The appellant, who entrusted the provisional administration of the guarantee plan to the impleaded party, negotiated with the latter to obtain a hypothec on certain claims and the universality of the claims, including those arising from the presence of pyrrhotite. It sought the Superior Court’s authorization to create this hypothec. The trial judge concluded that the appellant had not proved that there was a genuine problem in determining the rights, powers, or obligations conferred on the parties by a juridical act.

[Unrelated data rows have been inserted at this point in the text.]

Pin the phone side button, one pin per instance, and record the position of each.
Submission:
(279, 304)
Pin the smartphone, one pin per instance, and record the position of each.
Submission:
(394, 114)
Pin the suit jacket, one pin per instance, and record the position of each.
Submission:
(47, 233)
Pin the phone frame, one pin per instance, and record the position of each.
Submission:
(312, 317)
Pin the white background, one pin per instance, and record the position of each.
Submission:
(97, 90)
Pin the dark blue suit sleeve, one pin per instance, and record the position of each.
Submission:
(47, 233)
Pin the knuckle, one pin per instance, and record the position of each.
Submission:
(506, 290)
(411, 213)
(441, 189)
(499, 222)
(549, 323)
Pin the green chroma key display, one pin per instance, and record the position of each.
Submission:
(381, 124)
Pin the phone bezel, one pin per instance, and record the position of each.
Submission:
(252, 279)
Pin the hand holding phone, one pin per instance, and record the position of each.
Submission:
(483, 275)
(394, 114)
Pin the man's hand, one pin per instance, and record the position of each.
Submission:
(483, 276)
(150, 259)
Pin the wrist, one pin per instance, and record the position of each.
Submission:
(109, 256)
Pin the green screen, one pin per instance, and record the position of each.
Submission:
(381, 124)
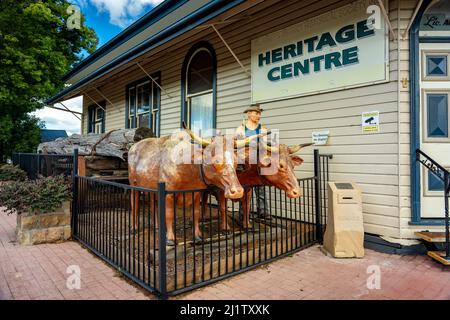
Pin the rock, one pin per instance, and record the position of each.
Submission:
(39, 228)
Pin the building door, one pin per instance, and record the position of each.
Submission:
(434, 83)
(434, 121)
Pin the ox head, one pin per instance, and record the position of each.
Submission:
(284, 159)
(219, 163)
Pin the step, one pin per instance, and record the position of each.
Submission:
(440, 257)
(431, 236)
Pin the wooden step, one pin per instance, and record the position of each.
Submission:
(440, 257)
(431, 236)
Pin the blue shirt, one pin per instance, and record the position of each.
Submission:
(250, 132)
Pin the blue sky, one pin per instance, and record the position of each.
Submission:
(107, 18)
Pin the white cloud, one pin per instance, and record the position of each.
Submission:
(122, 12)
(61, 120)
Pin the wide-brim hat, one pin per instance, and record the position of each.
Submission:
(254, 107)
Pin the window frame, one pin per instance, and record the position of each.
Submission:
(427, 53)
(93, 122)
(185, 106)
(154, 101)
(425, 137)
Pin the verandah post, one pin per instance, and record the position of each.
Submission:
(162, 276)
(317, 195)
(75, 192)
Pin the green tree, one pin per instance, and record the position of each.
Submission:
(36, 50)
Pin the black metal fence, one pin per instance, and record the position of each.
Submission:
(45, 165)
(126, 226)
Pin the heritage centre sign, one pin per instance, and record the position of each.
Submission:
(337, 50)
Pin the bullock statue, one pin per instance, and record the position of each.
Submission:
(282, 160)
(210, 163)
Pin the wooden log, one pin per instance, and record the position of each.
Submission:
(114, 143)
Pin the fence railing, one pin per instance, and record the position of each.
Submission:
(209, 241)
(35, 164)
(444, 176)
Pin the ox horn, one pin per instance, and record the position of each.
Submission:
(203, 142)
(246, 141)
(298, 147)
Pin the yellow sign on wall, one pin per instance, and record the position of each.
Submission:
(343, 48)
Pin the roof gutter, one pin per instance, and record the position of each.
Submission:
(198, 17)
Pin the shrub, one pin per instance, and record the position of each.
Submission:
(35, 196)
(9, 172)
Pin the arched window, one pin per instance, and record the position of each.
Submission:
(199, 88)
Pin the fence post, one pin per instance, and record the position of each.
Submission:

The judge erred by failing to consider the principal subject matter the application, which sought to authorize the impleaded party, as administrator of the property of others, to charge the assets under its administration with a hypothec. Initially, the proceeding was non-contentious (art. 302 of the Code of Civil Procedure (CQLR, c. 25.01)). The Court’s authorization was not required to subject the claims being administered to a hypothec. On this ground alone, the application should have been declared moot. Because the judge ruled on the merits of the case in an obiter dictum, the parties ask the Court to decide whether the hypothec is lawful.
The validity of a hypothec depends on the capacity of the grantor to alienate the property being hypothecated. Subject to art. 1315 of the Civil Code of Québec (S.Q. 1991, c. 64) (C.C.Q.), the ordinary law does not prohibit the creation of the hypothec under consideration. Moreover, an analysis of the Building Act (CQLR, c. B-1.1) and the Regulation respecting the guarantee plan for new residential buildings (CQLR, c. B1.1., r. 8), indicates a will by the legislator to foster the reimbursement of public funds that are put at the disposal of the guarantee fund, particularly through the exercise of subrogatory actions.
Although the protocol agreed upon by the appellant and the impleaded party provides that the latter undertakes not to charge any of the property it administers, currently or in the future, with any hypothec or other pledge, that does not prevent the possibility of granting hypothecs.
Moreover, there is no basis for the unseizability of the hypothecated property, which is defined as the existing claims and the universality of the claims.
Furthermore, in accordance with the hypothec, the appellant could exercise the rights it already has by subrogation directly against the contractors or the administrator, or collect the fruit of the rights that are still administered by the impleaded party and that it does not hold. There can therefore be no confusion between the hypothecary creditor and the grantor for at least a portion of the claims being administered. The hypothec is not extinguished.
Also, because there is no additional consideration for the hypothec, it would be constituted with a liberal intention, and it will therefore be an act by gratuitous title, contrary to art. 1315 C.C.Q. However, at the provisional administration stage, the assets under management, subject to the claims, are essentially made up of the amounts advanced by the appellant from public funds. The Building Act has a social objective, that is, to protect the owners who have purchased a guarantee plan, but also shows the state’s wish to recoup the sums it has invested. Laws of specific application must take precedence over laws of general application. The hypothec under consideration may therefore lawfully be granted, without requiring the Court’s authorization.